The group was formed in summer of 2020. Current activities include the following:

  • Serve as a venue to coordinate ongoing functional genomic efforts within the FunGen-AD and with other relevant consortia to facilitate synergy and collaboration.
  • Develop a consensus list of loci with prioritized variants and genes based on human genetic data and existing evidence to support functional annotation.
  • Identify current gaps in knowledge where additional resources may be most impactful.
  • Disseminate prioritized target genes and variants to facilitate the work of other AD investigators and the broader research community pursuing functional studies.
  • Communicate with other ADSP Working Groups to ensure timely information exchange and identify opportunities for collaboration.

xQTL Working Group

The xQTL Working Group is a group of investigators that carry out the activities defined in the xQTL project.
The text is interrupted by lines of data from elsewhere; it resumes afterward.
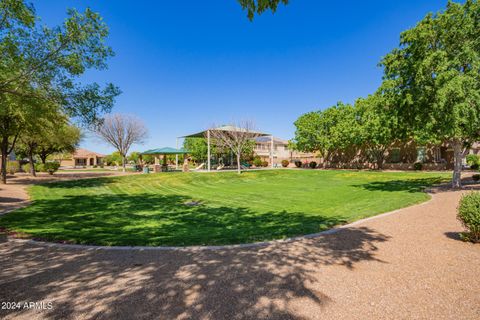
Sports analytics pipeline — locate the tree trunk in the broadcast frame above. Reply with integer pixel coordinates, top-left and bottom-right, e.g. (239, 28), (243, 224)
(377, 149), (385, 170)
(237, 152), (242, 174)
(38, 152), (48, 164)
(452, 140), (463, 189)
(28, 149), (37, 177)
(1, 137), (8, 184)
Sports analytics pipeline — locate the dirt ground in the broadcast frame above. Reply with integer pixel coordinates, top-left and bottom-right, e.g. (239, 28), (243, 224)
(0, 174), (480, 320)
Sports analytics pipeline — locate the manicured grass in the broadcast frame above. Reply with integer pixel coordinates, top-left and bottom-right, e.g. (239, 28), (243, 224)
(58, 168), (115, 172)
(0, 170), (449, 246)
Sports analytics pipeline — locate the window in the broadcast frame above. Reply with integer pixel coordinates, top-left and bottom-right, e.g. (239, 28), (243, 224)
(391, 148), (400, 163)
(75, 159), (87, 166)
(417, 147), (426, 162)
(433, 147), (442, 162)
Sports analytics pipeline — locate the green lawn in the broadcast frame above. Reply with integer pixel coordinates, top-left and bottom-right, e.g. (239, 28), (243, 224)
(0, 170), (449, 246)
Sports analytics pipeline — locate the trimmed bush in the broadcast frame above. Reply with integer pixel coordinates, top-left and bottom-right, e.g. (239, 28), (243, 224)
(22, 163), (31, 173)
(7, 161), (20, 174)
(44, 162), (60, 174)
(457, 192), (480, 242)
(253, 158), (263, 167)
(413, 162), (423, 171)
(466, 154), (480, 170)
(35, 163), (45, 172)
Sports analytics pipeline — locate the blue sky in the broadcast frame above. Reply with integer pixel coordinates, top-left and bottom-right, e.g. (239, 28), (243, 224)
(33, 0), (446, 153)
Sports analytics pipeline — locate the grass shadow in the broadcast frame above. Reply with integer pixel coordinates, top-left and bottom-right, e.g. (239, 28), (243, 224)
(0, 192), (346, 246)
(354, 177), (446, 193)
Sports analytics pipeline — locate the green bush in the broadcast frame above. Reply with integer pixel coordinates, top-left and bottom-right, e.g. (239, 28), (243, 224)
(44, 162), (60, 174)
(466, 154), (480, 170)
(253, 157), (263, 167)
(7, 161), (20, 174)
(22, 163), (31, 173)
(413, 162), (423, 171)
(457, 192), (480, 242)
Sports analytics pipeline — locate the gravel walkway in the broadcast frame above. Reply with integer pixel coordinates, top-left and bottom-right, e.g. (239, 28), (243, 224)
(0, 176), (480, 320)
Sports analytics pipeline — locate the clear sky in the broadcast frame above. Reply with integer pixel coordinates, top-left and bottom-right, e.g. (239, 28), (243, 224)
(33, 0), (446, 153)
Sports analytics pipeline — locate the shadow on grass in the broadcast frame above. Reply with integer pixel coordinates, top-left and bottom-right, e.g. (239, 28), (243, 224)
(354, 177), (445, 193)
(0, 192), (346, 246)
(0, 227), (389, 319)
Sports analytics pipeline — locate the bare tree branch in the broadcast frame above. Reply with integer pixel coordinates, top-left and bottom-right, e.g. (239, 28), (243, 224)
(96, 113), (148, 172)
(209, 120), (260, 173)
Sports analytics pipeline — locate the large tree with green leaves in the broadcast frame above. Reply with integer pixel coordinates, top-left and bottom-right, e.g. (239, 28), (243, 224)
(354, 94), (401, 169)
(0, 0), (120, 183)
(381, 0), (480, 188)
(292, 102), (357, 162)
(238, 0), (288, 20)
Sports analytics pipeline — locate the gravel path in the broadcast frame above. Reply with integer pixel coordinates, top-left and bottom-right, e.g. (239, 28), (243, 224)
(0, 176), (480, 320)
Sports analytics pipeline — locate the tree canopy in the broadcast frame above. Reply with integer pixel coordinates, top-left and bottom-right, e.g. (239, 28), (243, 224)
(380, 0), (480, 187)
(238, 0), (288, 20)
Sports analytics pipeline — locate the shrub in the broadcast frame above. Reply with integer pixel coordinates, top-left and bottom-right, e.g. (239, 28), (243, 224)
(253, 158), (263, 167)
(44, 162), (60, 174)
(7, 161), (20, 174)
(22, 163), (31, 173)
(466, 154), (480, 170)
(413, 162), (423, 171)
(457, 192), (480, 242)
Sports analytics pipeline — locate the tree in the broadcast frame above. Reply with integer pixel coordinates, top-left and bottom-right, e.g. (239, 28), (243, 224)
(209, 121), (260, 174)
(0, 0), (120, 183)
(103, 151), (122, 166)
(380, 0), (480, 188)
(292, 102), (356, 162)
(238, 0), (288, 20)
(127, 151), (142, 164)
(36, 122), (82, 164)
(96, 113), (147, 172)
(355, 94), (400, 169)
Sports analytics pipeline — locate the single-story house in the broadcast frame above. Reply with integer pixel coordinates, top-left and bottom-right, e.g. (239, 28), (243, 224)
(253, 136), (319, 164)
(59, 148), (105, 167)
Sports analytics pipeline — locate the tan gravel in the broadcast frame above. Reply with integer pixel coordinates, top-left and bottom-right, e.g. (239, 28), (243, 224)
(0, 176), (480, 320)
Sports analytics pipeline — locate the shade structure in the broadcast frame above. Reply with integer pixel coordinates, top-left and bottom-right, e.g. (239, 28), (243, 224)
(142, 147), (188, 155)
(180, 125), (270, 138)
(177, 125), (274, 171)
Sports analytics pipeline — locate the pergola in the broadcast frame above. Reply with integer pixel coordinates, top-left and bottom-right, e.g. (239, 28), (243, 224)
(176, 126), (273, 171)
(142, 147), (188, 171)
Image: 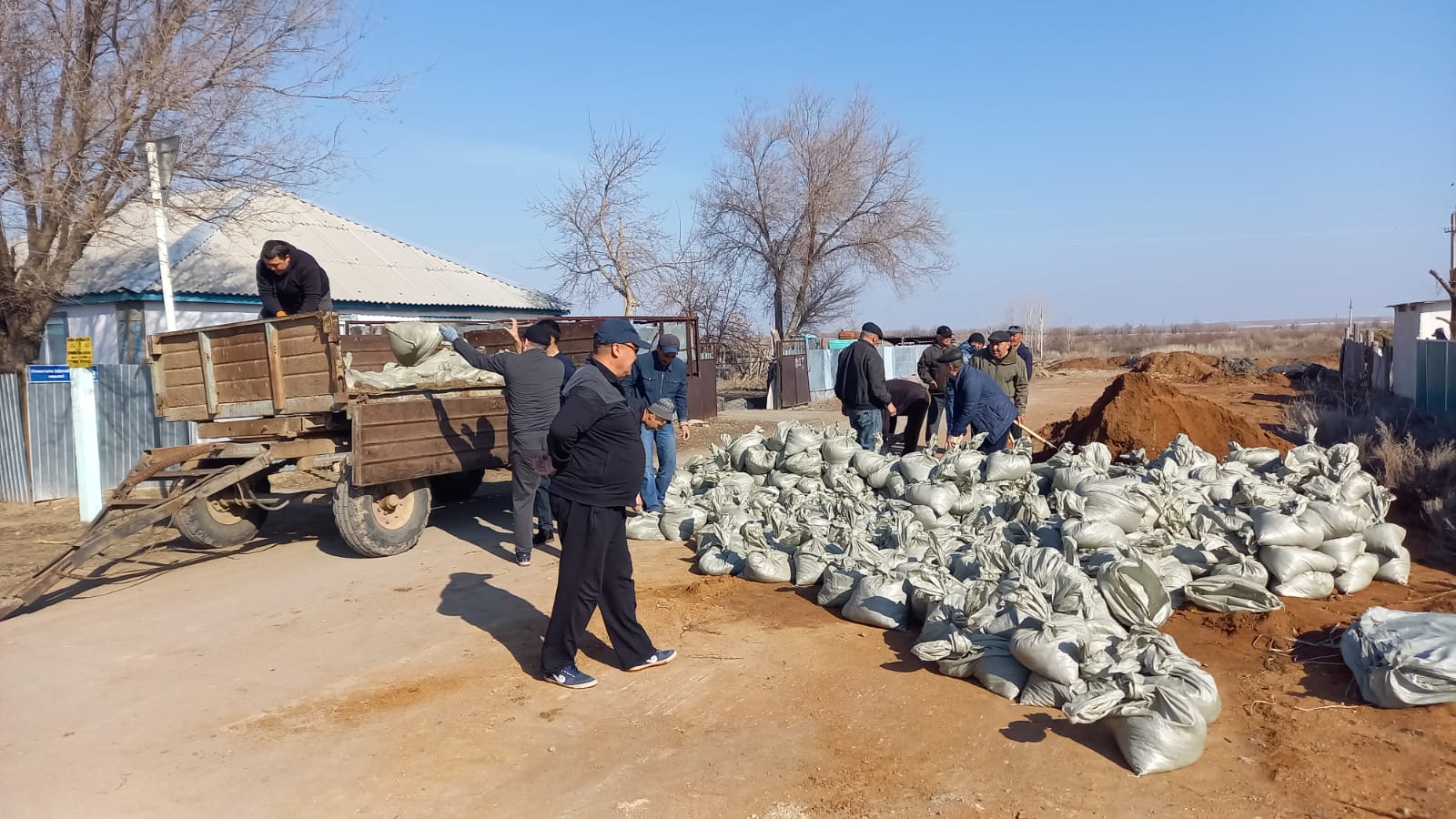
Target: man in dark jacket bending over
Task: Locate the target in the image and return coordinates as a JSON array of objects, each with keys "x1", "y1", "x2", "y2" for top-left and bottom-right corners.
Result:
[
  {"x1": 942, "y1": 349, "x2": 1016, "y2": 451},
  {"x1": 622, "y1": 334, "x2": 693, "y2": 511},
  {"x1": 541, "y1": 319, "x2": 677, "y2": 688},
  {"x1": 440, "y1": 324, "x2": 563, "y2": 565},
  {"x1": 834, "y1": 322, "x2": 895, "y2": 451},
  {"x1": 258, "y1": 239, "x2": 333, "y2": 319}
]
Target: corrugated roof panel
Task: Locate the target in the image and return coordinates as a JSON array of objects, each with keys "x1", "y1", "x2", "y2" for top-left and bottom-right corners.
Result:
[{"x1": 66, "y1": 192, "x2": 561, "y2": 310}]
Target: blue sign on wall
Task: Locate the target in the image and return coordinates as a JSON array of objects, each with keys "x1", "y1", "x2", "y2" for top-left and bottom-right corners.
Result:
[{"x1": 25, "y1": 364, "x2": 71, "y2": 383}]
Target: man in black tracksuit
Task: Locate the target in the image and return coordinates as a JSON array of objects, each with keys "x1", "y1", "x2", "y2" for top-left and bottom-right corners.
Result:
[
  {"x1": 541, "y1": 319, "x2": 677, "y2": 688},
  {"x1": 440, "y1": 324, "x2": 563, "y2": 565},
  {"x1": 257, "y1": 239, "x2": 333, "y2": 319},
  {"x1": 834, "y1": 322, "x2": 895, "y2": 451}
]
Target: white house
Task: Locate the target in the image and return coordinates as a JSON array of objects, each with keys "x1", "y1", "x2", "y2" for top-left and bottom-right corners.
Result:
[
  {"x1": 1388, "y1": 298, "x2": 1451, "y2": 400},
  {"x1": 38, "y1": 191, "x2": 566, "y2": 364}
]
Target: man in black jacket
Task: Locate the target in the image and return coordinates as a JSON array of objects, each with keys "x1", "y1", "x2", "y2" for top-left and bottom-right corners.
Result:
[
  {"x1": 541, "y1": 319, "x2": 677, "y2": 688},
  {"x1": 834, "y1": 322, "x2": 895, "y2": 451},
  {"x1": 257, "y1": 239, "x2": 333, "y2": 319},
  {"x1": 440, "y1": 322, "x2": 563, "y2": 565}
]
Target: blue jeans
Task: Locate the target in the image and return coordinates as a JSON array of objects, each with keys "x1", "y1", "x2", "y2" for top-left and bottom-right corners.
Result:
[
  {"x1": 642, "y1": 424, "x2": 677, "y2": 511},
  {"x1": 849, "y1": 410, "x2": 884, "y2": 451}
]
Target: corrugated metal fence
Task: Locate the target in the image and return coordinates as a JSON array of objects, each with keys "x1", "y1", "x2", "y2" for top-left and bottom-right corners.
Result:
[
  {"x1": 808, "y1": 344, "x2": 929, "y2": 400},
  {"x1": 0, "y1": 364, "x2": 192, "y2": 502},
  {"x1": 1415, "y1": 339, "x2": 1456, "y2": 415}
]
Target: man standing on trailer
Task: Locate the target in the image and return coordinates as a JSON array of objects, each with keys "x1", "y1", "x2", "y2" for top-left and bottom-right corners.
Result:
[
  {"x1": 541, "y1": 319, "x2": 677, "y2": 688},
  {"x1": 440, "y1": 320, "x2": 562, "y2": 565},
  {"x1": 622, "y1": 332, "x2": 693, "y2": 511},
  {"x1": 257, "y1": 239, "x2": 333, "y2": 319}
]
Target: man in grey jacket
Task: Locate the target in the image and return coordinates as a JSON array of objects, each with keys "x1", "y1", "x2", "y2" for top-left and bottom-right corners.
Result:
[{"x1": 440, "y1": 324, "x2": 565, "y2": 565}]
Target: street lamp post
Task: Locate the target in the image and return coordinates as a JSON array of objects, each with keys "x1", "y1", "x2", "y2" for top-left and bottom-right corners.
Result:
[{"x1": 143, "y1": 137, "x2": 182, "y2": 331}]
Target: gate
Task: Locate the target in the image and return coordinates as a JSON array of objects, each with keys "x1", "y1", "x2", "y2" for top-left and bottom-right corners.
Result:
[{"x1": 774, "y1": 337, "x2": 810, "y2": 410}]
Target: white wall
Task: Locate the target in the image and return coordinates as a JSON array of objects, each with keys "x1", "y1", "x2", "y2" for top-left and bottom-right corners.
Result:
[{"x1": 1390, "y1": 301, "x2": 1451, "y2": 400}]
The group was formed in spring of 2021. Current activities include the following:

  • Catalog and gather genetic, genomic, and multi-omic data that have been generated by its members and other relevant datasets that are publicly available.
  • Process and harmonize these data for integration and analysis.
  • Identify analytical methods for QTL mapping and integration across multi-omic data types.

Data Standardization Working Group

The Data Standardization Working Group is a group of investigators that develop data standards to facilitate data collection, integration, and sharing with the AD and the broader research community. The group was formed in summer of 2021. Current activities include the following:

  • Define data format and meta-data definitions.
  • Define SOP for receiving data, quality check and maintenance.